The change was made to "With a view to establish and improve the socialist market economic system in China, enable the market to fully play its role in resource allocation as well as to put in place and further strengthen the managed floating exchange rate regime based on market supply and demand" the bank said."RMB will no longer be pegged to the US dollar and the RMB exchange rate regime will be improved with greater flexibility."
This is a small step onto a very long path. At the end of it, China will be a fully integrated market economy, and the yuan will be freely floating.
But that may be decades away, and in the meantime, China's low labour costs will maintain its hyper-competiveness in export markets.
And maybe it's good that it is only a tiny first step. The Globalist argues that the yuan has been held artificially low by massive china purchases of US bonds, to support the value of the $US. If the yuan is a genuinely floating currency, the support would disappear, with chaotic consequences.*


----------



## DTM (26 July 2005)

Some good discussion regarding what's happening to the Yuan and what could happen to USD.

Hope you enjoy it.

http://online.wsj.com/public/article/0,,SB112195421057192103,00.html


----------



## TjamesX (26 July 2005)

An interesting article on the whole US Defecit situation with China and how it may unravel;

http://pages.stern.nyu.edu/~nroubini/papers/BW2-Unraveling-Roubini-Setser.pdf

Note: this is not for the faint hearted, I didn't read it all - if you want a summary read the conclusion

TJ


----------



## DTM (26 July 2005)

***Growl....Grooowl.....GROOOWLLL..***

Sounds like the bears may be coming out of hibernation.  

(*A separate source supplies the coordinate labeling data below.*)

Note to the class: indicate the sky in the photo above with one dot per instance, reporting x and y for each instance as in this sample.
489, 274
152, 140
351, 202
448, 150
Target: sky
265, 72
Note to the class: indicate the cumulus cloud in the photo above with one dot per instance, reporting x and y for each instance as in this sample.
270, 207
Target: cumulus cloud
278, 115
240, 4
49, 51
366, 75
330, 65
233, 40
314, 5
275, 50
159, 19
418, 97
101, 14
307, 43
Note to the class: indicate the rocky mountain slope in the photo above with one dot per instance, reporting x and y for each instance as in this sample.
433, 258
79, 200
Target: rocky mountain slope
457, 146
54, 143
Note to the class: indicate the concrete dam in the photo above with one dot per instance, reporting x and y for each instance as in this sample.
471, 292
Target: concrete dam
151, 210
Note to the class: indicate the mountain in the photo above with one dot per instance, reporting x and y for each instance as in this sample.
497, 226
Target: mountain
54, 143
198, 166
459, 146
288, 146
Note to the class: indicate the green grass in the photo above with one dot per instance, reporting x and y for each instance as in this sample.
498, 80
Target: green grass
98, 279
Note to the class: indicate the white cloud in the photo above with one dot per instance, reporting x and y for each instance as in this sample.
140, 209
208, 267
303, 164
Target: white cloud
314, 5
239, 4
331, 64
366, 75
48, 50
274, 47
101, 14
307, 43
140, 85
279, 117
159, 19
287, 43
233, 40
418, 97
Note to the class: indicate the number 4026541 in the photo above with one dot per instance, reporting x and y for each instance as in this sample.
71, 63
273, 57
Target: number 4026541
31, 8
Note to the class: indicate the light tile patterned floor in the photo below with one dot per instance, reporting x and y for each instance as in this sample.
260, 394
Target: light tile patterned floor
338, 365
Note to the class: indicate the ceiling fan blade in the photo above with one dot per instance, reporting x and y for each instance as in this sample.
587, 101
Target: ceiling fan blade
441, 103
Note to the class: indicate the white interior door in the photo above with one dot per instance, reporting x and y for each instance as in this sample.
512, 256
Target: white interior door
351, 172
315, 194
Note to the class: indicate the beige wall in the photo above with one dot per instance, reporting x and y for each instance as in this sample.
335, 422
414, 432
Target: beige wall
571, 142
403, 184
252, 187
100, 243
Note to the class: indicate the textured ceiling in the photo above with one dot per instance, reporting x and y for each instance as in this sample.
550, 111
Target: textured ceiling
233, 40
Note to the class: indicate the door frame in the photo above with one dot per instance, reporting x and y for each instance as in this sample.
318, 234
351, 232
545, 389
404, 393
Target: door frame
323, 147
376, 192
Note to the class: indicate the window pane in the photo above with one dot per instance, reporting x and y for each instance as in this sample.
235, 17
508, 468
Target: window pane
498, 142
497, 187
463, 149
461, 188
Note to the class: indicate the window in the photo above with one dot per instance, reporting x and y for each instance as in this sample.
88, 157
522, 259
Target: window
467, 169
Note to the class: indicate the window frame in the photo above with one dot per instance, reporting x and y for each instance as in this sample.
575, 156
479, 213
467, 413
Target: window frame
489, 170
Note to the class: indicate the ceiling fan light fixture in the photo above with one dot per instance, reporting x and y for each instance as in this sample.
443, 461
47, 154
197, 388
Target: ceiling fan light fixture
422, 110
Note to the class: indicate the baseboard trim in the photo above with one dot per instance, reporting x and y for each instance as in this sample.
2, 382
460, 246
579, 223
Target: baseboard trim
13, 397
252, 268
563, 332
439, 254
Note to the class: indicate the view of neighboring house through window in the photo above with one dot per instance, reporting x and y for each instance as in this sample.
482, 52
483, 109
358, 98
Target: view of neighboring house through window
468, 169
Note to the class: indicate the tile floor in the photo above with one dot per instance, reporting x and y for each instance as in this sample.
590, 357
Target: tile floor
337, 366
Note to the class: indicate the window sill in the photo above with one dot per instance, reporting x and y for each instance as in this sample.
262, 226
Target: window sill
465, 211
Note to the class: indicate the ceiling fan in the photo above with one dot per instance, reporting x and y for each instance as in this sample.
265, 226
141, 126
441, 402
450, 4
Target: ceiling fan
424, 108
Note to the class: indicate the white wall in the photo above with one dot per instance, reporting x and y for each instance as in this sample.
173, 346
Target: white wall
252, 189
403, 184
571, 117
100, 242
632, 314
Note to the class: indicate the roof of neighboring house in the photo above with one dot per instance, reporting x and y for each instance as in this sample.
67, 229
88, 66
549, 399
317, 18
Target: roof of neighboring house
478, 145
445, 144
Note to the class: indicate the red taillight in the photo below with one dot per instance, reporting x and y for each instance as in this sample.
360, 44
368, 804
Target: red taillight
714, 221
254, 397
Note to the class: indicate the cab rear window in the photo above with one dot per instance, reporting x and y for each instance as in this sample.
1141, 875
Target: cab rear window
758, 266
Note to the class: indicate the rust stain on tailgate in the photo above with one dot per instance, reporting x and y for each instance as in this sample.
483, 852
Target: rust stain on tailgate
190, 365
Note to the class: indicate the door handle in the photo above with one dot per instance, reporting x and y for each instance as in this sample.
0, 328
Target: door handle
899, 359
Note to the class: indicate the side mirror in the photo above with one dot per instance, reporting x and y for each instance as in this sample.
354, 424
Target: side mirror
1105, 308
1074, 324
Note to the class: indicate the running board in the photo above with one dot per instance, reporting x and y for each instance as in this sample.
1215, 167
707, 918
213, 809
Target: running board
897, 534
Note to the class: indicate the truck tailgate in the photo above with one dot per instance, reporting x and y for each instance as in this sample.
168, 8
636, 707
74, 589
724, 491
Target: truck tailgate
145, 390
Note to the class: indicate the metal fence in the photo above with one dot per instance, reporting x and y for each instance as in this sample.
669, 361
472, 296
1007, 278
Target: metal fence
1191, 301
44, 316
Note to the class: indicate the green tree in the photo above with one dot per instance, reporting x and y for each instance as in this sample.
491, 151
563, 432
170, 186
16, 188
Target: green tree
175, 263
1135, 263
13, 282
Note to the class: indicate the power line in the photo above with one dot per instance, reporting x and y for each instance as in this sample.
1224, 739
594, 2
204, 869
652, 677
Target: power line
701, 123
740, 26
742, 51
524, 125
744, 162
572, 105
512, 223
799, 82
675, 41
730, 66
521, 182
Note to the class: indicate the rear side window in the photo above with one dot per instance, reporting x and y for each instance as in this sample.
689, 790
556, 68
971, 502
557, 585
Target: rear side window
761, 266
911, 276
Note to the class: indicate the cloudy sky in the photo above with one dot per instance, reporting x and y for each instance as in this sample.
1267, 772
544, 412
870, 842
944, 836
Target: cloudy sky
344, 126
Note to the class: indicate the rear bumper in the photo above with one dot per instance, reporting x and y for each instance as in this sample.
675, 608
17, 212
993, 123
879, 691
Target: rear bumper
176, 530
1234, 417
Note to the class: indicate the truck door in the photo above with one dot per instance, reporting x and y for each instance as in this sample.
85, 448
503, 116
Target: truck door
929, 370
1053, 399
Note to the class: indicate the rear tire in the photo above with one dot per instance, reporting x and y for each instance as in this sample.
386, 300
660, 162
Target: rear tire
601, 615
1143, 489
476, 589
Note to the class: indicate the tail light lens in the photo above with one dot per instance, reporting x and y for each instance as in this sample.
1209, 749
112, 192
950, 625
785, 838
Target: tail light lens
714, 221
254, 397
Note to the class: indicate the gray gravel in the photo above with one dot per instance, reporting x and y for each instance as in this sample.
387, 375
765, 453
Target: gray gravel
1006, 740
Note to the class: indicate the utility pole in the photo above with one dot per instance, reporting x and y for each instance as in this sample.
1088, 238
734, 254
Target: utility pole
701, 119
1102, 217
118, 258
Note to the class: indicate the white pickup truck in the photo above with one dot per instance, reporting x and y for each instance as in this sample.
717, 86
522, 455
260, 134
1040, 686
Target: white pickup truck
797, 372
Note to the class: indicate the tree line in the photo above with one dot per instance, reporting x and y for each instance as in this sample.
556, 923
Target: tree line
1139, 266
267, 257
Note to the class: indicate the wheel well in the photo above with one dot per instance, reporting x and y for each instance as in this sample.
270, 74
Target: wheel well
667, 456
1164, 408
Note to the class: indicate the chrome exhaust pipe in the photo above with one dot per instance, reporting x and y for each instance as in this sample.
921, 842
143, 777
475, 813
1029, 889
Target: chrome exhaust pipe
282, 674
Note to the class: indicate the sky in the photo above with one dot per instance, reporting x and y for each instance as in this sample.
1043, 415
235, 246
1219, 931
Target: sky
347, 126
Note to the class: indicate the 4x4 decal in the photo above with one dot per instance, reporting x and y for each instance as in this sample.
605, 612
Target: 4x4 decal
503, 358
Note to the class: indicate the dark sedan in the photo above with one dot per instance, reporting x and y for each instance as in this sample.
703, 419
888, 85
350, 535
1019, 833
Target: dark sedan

In all seriousness, if the revauation is going to result in inflation in the US, it should do the same here.  

Interest rates here could be going up because I think we are already on the upper limits of the Reserve Banks inflation band.


----------



## excalibur (27 July 2005)

With all the gold that China has, no wonder that the price of gold went up with the currency.
I am sure that the US is going to take profit of this to lower their deficit.
I am curious to know what the americans are up to now, having put the chinese under such pressure.


----------



## bigdog (5 August 2019)

Australia's *S&P/ASX 200 closed 1.9 per cent lower* and *Hong Kong's Hang Seng index is currently down nearly 3 per cent* after equity markets baulked at China's decision to let its yuan devalue below a key level against the US dollar. Around 11.15am local time the Chinese off-shore currency, the yuan, dropped below the 7-yuan-for-$US1 for the first time.


----------



## sptrawler (5 August 2019)

bigdog said:


> Australia's *S&P/ASX 200 closed 1.9 per cent lower* and *Hong Kong's Hang Seng index is currently down nearly 3 per cent* after equity markets baulked at China's decision to let its yuan devalue below a key level against the US dollar. Around 11.15am local time the Chinese off-shore currency, the yuan, dropped below the 7-yuan-for-$US1 for the first time.



I guess it's going to be a game of how low can they go?


----------